Али постучал в дверь, полный ожиданий, как в детстве, когда они верили, что к ним может прийти младенец Христос. Дверь отворилась. Пара голосов затянула неуместную, как ей показалось, песенку «С днем рождения, дорогая Юдит!». Ее удивлению не было предела. Из уст непроизвольно вырвалось: папа! С ума сойти! Не может быть! Как ты здесь оказался?
Отец обнял Юдит. И сделал это сердечно, к чему она не привыкла за годы общения с ним. Затем они проворно поделили между собой одинаково завернутые в золотистую бумагу подарки и вручили имениннице, чокнулись шампанским под тосты «С днем рождения! За то, чтобы всегда быть вместе!» и тому подобное. Разумеется, не забыли и о здоровье.
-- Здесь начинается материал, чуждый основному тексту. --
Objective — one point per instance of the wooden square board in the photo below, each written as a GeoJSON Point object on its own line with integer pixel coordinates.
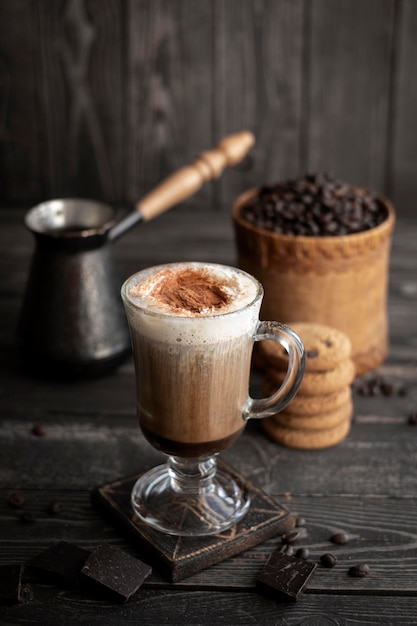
{"type": "Point", "coordinates": [180, 557]}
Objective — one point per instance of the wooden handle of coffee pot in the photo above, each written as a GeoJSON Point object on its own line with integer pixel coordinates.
{"type": "Point", "coordinates": [187, 180]}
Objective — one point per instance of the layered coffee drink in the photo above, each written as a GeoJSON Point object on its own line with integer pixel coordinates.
{"type": "Point", "coordinates": [192, 330]}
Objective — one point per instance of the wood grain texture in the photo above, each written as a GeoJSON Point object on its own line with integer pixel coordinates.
{"type": "Point", "coordinates": [258, 82]}
{"type": "Point", "coordinates": [105, 98]}
{"type": "Point", "coordinates": [366, 486]}
{"type": "Point", "coordinates": [169, 91]}
{"type": "Point", "coordinates": [20, 145]}
{"type": "Point", "coordinates": [404, 148]}
{"type": "Point", "coordinates": [80, 88]}
{"type": "Point", "coordinates": [349, 82]}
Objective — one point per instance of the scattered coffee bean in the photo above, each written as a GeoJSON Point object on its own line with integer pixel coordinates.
{"type": "Point", "coordinates": [54, 507]}
{"type": "Point", "coordinates": [314, 205]}
{"type": "Point", "coordinates": [328, 560]}
{"type": "Point", "coordinates": [26, 518]}
{"type": "Point", "coordinates": [16, 499]}
{"type": "Point", "coordinates": [339, 539]}
{"type": "Point", "coordinates": [300, 522]}
{"type": "Point", "coordinates": [38, 430]}
{"type": "Point", "coordinates": [359, 571]}
{"type": "Point", "coordinates": [412, 418]}
{"type": "Point", "coordinates": [377, 385]}
{"type": "Point", "coordinates": [291, 537]}
{"type": "Point", "coordinates": [303, 553]}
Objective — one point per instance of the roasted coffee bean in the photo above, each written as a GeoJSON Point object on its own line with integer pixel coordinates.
{"type": "Point", "coordinates": [54, 507]}
{"type": "Point", "coordinates": [328, 560]}
{"type": "Point", "coordinates": [377, 385]}
{"type": "Point", "coordinates": [359, 571]}
{"type": "Point", "coordinates": [291, 537]}
{"type": "Point", "coordinates": [339, 539]}
{"type": "Point", "coordinates": [314, 205]}
{"type": "Point", "coordinates": [303, 553]}
{"type": "Point", "coordinates": [38, 430]}
{"type": "Point", "coordinates": [16, 499]}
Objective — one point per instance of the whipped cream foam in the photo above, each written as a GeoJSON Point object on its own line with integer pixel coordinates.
{"type": "Point", "coordinates": [214, 318]}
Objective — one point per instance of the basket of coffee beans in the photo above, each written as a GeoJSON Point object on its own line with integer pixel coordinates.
{"type": "Point", "coordinates": [320, 247]}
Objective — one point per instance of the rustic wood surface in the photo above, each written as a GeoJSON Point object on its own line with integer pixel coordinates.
{"type": "Point", "coordinates": [105, 98]}
{"type": "Point", "coordinates": [366, 486]}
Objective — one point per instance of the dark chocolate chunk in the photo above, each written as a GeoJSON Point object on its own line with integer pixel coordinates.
{"type": "Point", "coordinates": [359, 571]}
{"type": "Point", "coordinates": [412, 418]}
{"type": "Point", "coordinates": [11, 583]}
{"type": "Point", "coordinates": [62, 561]}
{"type": "Point", "coordinates": [303, 553]}
{"type": "Point", "coordinates": [27, 518]}
{"type": "Point", "coordinates": [328, 560]}
{"type": "Point", "coordinates": [54, 507]}
{"type": "Point", "coordinates": [339, 539]}
{"type": "Point", "coordinates": [16, 499]}
{"type": "Point", "coordinates": [292, 537]}
{"type": "Point", "coordinates": [38, 430]}
{"type": "Point", "coordinates": [285, 575]}
{"type": "Point", "coordinates": [113, 571]}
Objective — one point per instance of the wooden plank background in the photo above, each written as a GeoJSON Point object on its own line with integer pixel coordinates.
{"type": "Point", "coordinates": [104, 98]}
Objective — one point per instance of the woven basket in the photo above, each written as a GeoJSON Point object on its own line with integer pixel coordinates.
{"type": "Point", "coordinates": [338, 281]}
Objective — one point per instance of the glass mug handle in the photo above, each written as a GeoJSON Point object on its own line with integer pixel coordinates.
{"type": "Point", "coordinates": [265, 407]}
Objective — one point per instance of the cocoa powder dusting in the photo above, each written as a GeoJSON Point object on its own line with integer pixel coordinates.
{"type": "Point", "coordinates": [191, 290]}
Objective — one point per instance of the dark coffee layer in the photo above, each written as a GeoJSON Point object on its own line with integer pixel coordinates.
{"type": "Point", "coordinates": [188, 450]}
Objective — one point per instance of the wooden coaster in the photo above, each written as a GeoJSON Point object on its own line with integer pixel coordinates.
{"type": "Point", "coordinates": [179, 557]}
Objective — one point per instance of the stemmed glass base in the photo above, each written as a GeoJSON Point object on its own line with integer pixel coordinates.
{"type": "Point", "coordinates": [189, 497]}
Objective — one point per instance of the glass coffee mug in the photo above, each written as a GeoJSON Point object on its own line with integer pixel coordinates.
{"type": "Point", "coordinates": [193, 326]}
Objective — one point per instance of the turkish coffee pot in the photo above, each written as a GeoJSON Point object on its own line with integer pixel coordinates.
{"type": "Point", "coordinates": [72, 322]}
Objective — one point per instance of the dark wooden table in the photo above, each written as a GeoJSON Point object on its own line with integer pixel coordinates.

Вскоре сели за стол. Али, с которым отец был непривычно ласков, обошел компанию с фотоаппаратом. Поводом для домашней фотосессии послужил папин жест — он положил руку маме на плечо — воистину трогательная картина, какой Юдит не видела со времен учебы в начальной школе. Между делом в разговорах просочилось, что они снова «сблизились» и уже пару месяцев встречаются. Али шепнул Юдит, что предвидится «вторая попытка» наладить совместную жизнь.
Юдит выпустила всю радость наружу. Целых двадцать лет она ждала, когда отец одумается и вернется в семью. Для нее это стало настоящим подарком, одним из самых лучших, какие только могут быть, словно родился маленький братишка и все вокруг преобразилось счастьем. Папа с мамой в гармонии за одним столом — об этой нехитрой, но действенной терапии как раз сейчас заговорил возбужденный Али.
— А теперь за тебя, Юдит! — подняла бокал мама.
Приятный час, реально напомнивший ей о праздновании дней рождений в начале восьмидесятых, завершился. Торт с толстым розовым слоем сахарной глазури съели. Фамильной идиллией насладились. Теперь настал черед поговорить и о неприятных вещах.